Repeat Kidney Biopsy Findings of Lupus Nephritis Patients in Clinical Remission Treated with Mycophenolate Associated with Belimumab or Mycophenolate Plus Standard of Care Therapy. A “Post-hoc" Analysis of Participants in the BLISS-LN and Open Label Extension Study Belonging to a Single Center
doi: 10.1177/09612033231204070 Epub ahead of print
Single-centre study concludes that adding belimumab to the standard of care treatment with mycophenolate (MMF) increases the possibility of achieving a complete clinical response (CCR), complete histological response (CHR), and a lower rate of relapses during treatment and long follow-up.
Preclinical Evidence for the Glucocorticoid-Sparing Potential of a Dual Toll-Like Receptor 7/8 Inhibitor in Autoimmune Diseases
J Pharmacol Exp Ther. 2023 doi: 10.1124/jpet.123.001744 Epub ahead of print
Preclinical evidence indicates a glucocorticoid (GC)-sparing potential for toll-like receptor (TLR)7/8 inhibitor compounds, suggesting TLR7/8i may offer a new strategy for the treatment of autoimmune diseases.
SGLT2 Inhibitors Alleviated Podocyte Damage in Lupus Nephritis by Decreasing Inflammation and Enhancing Autophagy
Ann Rheum Dis. 2023 DOI: 10.1136/ard-2023-224242
Data revealed a renoprotective effect of SGLT2 inhibitors by reducing proteinuria and preserving renal function in the murine MRL/lpr lupus model.
Mechanism of action of baricitinib and identification of biomarkers and key immune pathways in patients with active systemic lupus erythematosus
Dörner T, et al.
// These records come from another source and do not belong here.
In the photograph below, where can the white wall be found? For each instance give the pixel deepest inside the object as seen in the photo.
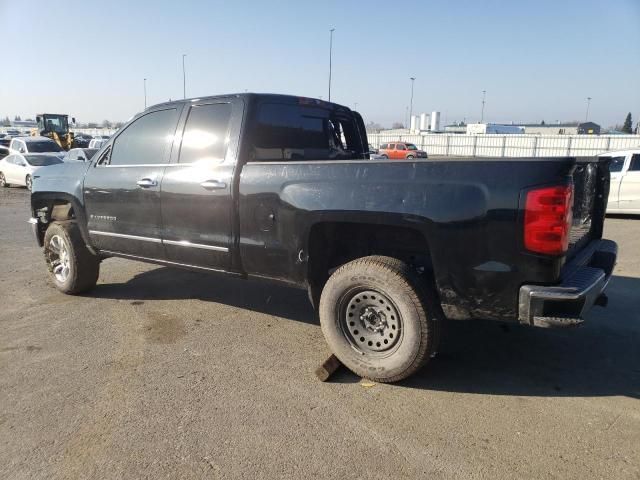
(512, 145)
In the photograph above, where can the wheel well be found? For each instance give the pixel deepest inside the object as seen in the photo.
(332, 244)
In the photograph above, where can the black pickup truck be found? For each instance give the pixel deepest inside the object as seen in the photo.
(282, 188)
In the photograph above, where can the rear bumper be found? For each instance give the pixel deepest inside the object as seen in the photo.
(584, 280)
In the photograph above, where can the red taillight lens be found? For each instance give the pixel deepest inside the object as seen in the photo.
(547, 219)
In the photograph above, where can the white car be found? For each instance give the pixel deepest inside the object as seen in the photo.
(18, 168)
(624, 189)
(97, 142)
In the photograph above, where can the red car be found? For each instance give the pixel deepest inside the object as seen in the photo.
(401, 151)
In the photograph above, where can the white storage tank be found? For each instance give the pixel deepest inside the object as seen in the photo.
(424, 122)
(435, 121)
(414, 123)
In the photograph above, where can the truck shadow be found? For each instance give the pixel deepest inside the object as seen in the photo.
(601, 358)
(166, 283)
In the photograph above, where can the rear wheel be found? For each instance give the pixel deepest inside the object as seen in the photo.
(73, 268)
(380, 318)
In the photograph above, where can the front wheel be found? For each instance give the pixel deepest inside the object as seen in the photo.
(72, 267)
(380, 318)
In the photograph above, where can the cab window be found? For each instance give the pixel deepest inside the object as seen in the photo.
(304, 132)
(146, 141)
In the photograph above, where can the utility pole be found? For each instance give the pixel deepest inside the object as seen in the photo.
(330, 57)
(184, 78)
(413, 79)
(586, 116)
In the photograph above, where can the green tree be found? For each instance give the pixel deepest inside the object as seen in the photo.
(627, 128)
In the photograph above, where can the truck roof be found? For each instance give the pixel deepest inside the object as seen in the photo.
(255, 96)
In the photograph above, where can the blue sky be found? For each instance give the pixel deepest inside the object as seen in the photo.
(536, 60)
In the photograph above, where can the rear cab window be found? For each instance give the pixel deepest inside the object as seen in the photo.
(295, 132)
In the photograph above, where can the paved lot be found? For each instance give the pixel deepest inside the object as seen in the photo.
(162, 373)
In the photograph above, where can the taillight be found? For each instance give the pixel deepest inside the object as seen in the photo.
(547, 219)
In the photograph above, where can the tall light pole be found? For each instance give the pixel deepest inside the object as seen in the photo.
(330, 57)
(184, 78)
(413, 79)
(586, 117)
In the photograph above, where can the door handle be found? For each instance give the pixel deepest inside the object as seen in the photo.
(147, 182)
(213, 185)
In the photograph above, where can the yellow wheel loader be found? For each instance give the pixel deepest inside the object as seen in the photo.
(56, 127)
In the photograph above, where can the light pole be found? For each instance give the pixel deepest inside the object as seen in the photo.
(184, 78)
(330, 58)
(586, 116)
(413, 79)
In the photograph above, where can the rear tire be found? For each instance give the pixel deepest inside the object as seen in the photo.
(73, 268)
(380, 318)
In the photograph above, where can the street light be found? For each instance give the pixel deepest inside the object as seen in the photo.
(586, 117)
(184, 78)
(413, 79)
(330, 55)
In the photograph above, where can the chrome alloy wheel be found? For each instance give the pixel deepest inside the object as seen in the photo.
(371, 322)
(58, 258)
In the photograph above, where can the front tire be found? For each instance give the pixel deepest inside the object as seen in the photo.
(380, 318)
(72, 267)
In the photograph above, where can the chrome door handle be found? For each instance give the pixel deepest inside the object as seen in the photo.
(213, 185)
(147, 182)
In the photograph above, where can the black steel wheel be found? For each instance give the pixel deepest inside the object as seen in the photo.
(380, 318)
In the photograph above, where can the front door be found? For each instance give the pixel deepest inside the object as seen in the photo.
(122, 187)
(197, 206)
(616, 167)
(629, 196)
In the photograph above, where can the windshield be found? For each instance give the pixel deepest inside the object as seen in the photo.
(42, 160)
(43, 147)
(54, 123)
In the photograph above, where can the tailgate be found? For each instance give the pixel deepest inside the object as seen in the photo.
(591, 190)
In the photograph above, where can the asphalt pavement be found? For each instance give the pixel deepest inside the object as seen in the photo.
(165, 373)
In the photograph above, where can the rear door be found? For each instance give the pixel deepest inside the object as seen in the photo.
(629, 193)
(122, 187)
(197, 206)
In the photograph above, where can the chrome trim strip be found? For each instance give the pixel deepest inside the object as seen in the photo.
(185, 243)
(163, 262)
(122, 235)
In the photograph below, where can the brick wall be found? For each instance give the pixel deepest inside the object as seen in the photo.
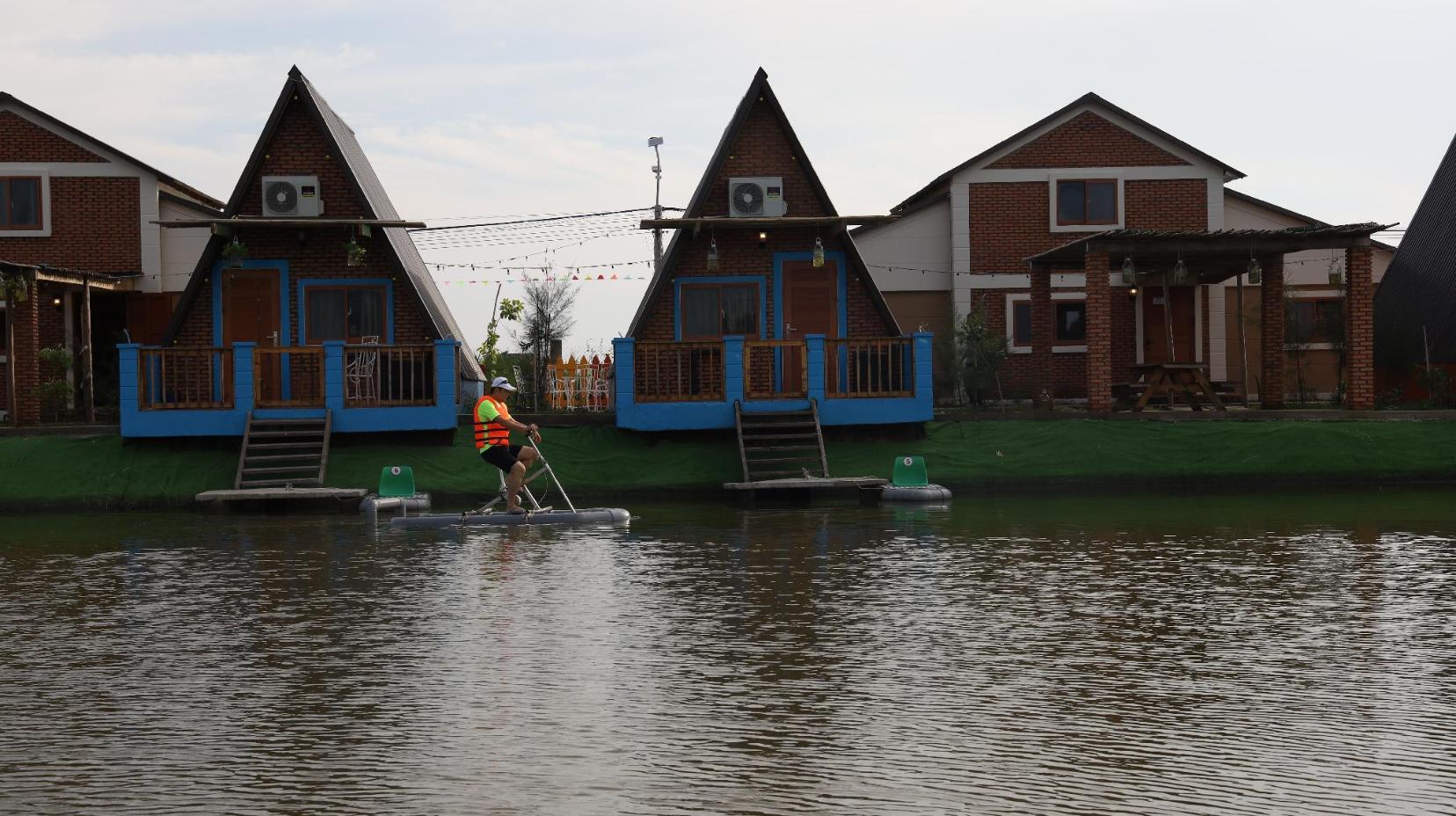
(1088, 140)
(300, 149)
(761, 149)
(25, 142)
(95, 226)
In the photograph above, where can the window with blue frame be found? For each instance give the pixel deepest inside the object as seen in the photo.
(353, 314)
(710, 310)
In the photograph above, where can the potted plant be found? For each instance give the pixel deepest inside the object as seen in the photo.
(354, 254)
(233, 252)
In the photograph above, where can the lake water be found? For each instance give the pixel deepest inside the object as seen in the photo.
(1114, 654)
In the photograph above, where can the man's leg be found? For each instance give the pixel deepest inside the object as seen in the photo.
(513, 485)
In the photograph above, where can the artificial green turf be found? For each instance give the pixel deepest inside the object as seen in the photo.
(603, 461)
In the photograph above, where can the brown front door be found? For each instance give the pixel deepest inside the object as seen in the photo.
(810, 306)
(1155, 330)
(251, 315)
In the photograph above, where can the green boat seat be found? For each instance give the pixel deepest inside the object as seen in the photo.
(909, 472)
(397, 481)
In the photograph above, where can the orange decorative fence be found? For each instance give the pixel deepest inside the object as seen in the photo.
(870, 368)
(679, 372)
(389, 376)
(288, 376)
(775, 369)
(186, 378)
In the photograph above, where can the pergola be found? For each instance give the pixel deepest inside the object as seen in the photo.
(1207, 257)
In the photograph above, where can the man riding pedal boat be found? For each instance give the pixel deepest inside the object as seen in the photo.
(492, 439)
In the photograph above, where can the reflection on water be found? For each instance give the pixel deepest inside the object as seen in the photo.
(1140, 654)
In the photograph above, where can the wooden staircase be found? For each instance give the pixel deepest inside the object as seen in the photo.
(781, 443)
(284, 452)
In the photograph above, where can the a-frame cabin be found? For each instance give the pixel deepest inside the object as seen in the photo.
(761, 303)
(309, 302)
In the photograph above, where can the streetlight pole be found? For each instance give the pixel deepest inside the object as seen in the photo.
(657, 208)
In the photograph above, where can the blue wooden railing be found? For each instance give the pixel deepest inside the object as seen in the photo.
(708, 397)
(168, 392)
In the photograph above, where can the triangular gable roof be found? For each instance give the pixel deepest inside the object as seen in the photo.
(368, 188)
(1416, 302)
(1087, 99)
(84, 137)
(695, 208)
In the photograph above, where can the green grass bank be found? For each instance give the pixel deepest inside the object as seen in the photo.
(106, 472)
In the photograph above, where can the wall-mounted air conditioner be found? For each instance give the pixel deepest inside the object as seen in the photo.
(756, 197)
(292, 197)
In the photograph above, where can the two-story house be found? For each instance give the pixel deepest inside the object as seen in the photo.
(963, 242)
(80, 244)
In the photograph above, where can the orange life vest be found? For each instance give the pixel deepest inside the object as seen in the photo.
(492, 434)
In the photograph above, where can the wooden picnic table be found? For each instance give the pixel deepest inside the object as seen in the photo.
(1174, 381)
Ann Rheum Dis. 2022. Epub ahead of print. doi:10.1136/annrheumdis-2022-222335.
Phase II study results suggest that baricitinib 4 mg downregulates key cytokines that are upregulated in patients with SLE.
Filgotinib or lanraplenib in moderate to severe cutaneous lupus erythematosus: a phase 2, randomized, double-blind, placebo-controlled study
Rheumatology (Oxford). 2022;61(6):2413–2423 doi: 10.1093/rheumatology/keab685
Proof-of-concept study for the safety and efficacy of filgotinib (FIL) and lanraplenib (LANRA) in cutaneous lupus (CLE) fails to meet primary endpoint, but select subgroups displayed a numerically greater treatment response to FIL relative to placebo.